Kain walks around and crouches in front of me, speaking in a low purr.

“What would you do to save them?”

“Anything,” I whisper.

He nods, as if he expected that answer. “You can help them, and all of us by going to the Den. It won’t be easy, and Azlan won’t like it, but I can take you as close as we dare, and you can walk the rest of the way. Once you’re inside, Azlan will be forced to act. This situation needs to come to a head. Azlan is stalling. He wants to do the right thing, but there are no right things when dealing with wrong people. There are only lesser evils. Leonidas needs to die.”

I’d like to disagree, just out of principal, but I can’t. I am holding a tender infant who should be with his mother. Pure innocence, suffering for the selfishness of some fuck-addled male driven by the need to dominate everything. I’ve never met Leonidas, but right now I’d happily exterminate him.

“You’re afraid to disobey Azlan, but he would forgive you. Would you forgive yourself, if you did not act now?”

I’m impressed at Kain’s sudden diplomacy. He’s not talking to me as if I am an idiot alien anymore. He’s talking to me like someone capable of making a difference, and that is intoxicating in its own way.

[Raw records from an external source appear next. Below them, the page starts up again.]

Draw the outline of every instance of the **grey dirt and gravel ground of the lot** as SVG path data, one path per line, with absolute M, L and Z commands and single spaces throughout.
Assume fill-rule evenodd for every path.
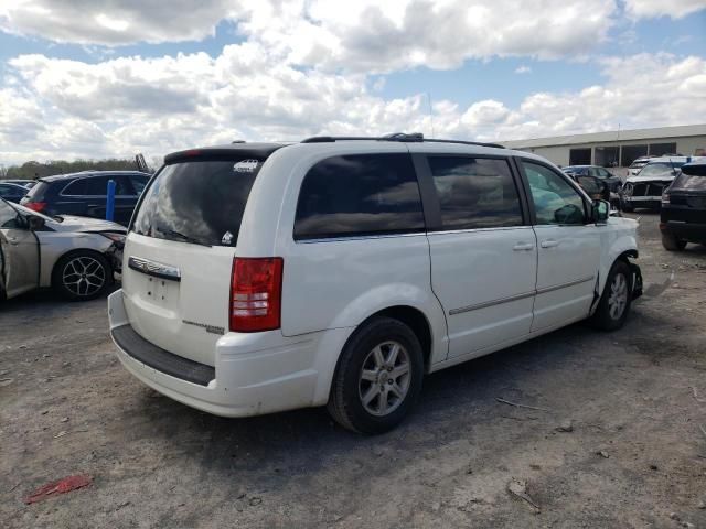
M 201 413 L 121 368 L 105 300 L 9 301 L 0 526 L 706 527 L 706 248 L 667 253 L 657 222 L 641 219 L 646 289 L 623 330 L 577 324 L 435 374 L 376 438 L 323 409 Z M 24 505 L 73 474 L 94 482 Z

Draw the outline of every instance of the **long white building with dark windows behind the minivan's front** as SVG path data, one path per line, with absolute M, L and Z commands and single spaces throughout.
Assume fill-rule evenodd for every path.
M 646 154 L 706 155 L 706 123 L 501 141 L 557 165 L 629 166 Z

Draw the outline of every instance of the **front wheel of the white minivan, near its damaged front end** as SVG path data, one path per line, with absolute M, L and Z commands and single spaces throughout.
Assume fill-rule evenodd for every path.
M 632 272 L 625 261 L 618 260 L 608 273 L 606 287 L 591 323 L 603 331 L 616 331 L 622 327 L 628 319 L 631 302 Z

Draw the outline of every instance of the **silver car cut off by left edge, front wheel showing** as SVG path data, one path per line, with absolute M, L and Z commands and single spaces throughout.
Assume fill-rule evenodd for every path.
M 0 199 L 0 298 L 53 287 L 68 300 L 106 292 L 126 229 L 95 218 L 51 218 Z

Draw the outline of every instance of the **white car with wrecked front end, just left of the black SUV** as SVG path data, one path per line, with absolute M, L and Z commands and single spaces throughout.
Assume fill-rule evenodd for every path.
M 620 190 L 620 205 L 624 212 L 635 207 L 659 209 L 662 193 L 678 174 L 687 156 L 653 158 L 637 175 L 628 176 Z

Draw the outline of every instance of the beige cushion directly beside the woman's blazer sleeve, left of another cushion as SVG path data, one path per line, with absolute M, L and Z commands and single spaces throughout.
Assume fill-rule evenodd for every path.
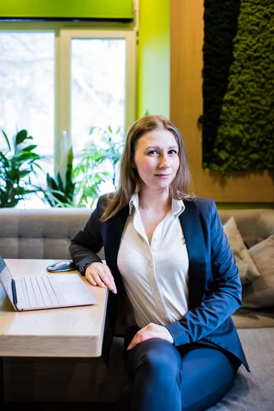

Tonka squirms in my arms, letting out a soft growling whine. He doesn’t know it, but he is the most persuasive person here. Azlan wanted me pregnant when he met me. He wanted to make me a mother. This little alien cub has made me feel motherly, and those maternal feelings come with an obligation: the need to protect.

I look up at Kain, standing over me in the moonlight, his arms folded over his chest. He doesn’t expect anything from me. He’s desperate. That desperation further motivates me, because he’s right. Azlan won’t act in a way that will put me in danger, but none of this is about me. It’s about a lot of other Leonids and their babies, and they matter more than one human ever could.

“What do you want me to do?”

* * *

That’s the question that brought me here, to the place where another question comes out of the dimly lit landscape as I approach the gates which now loom so high over my head I feel like an ant.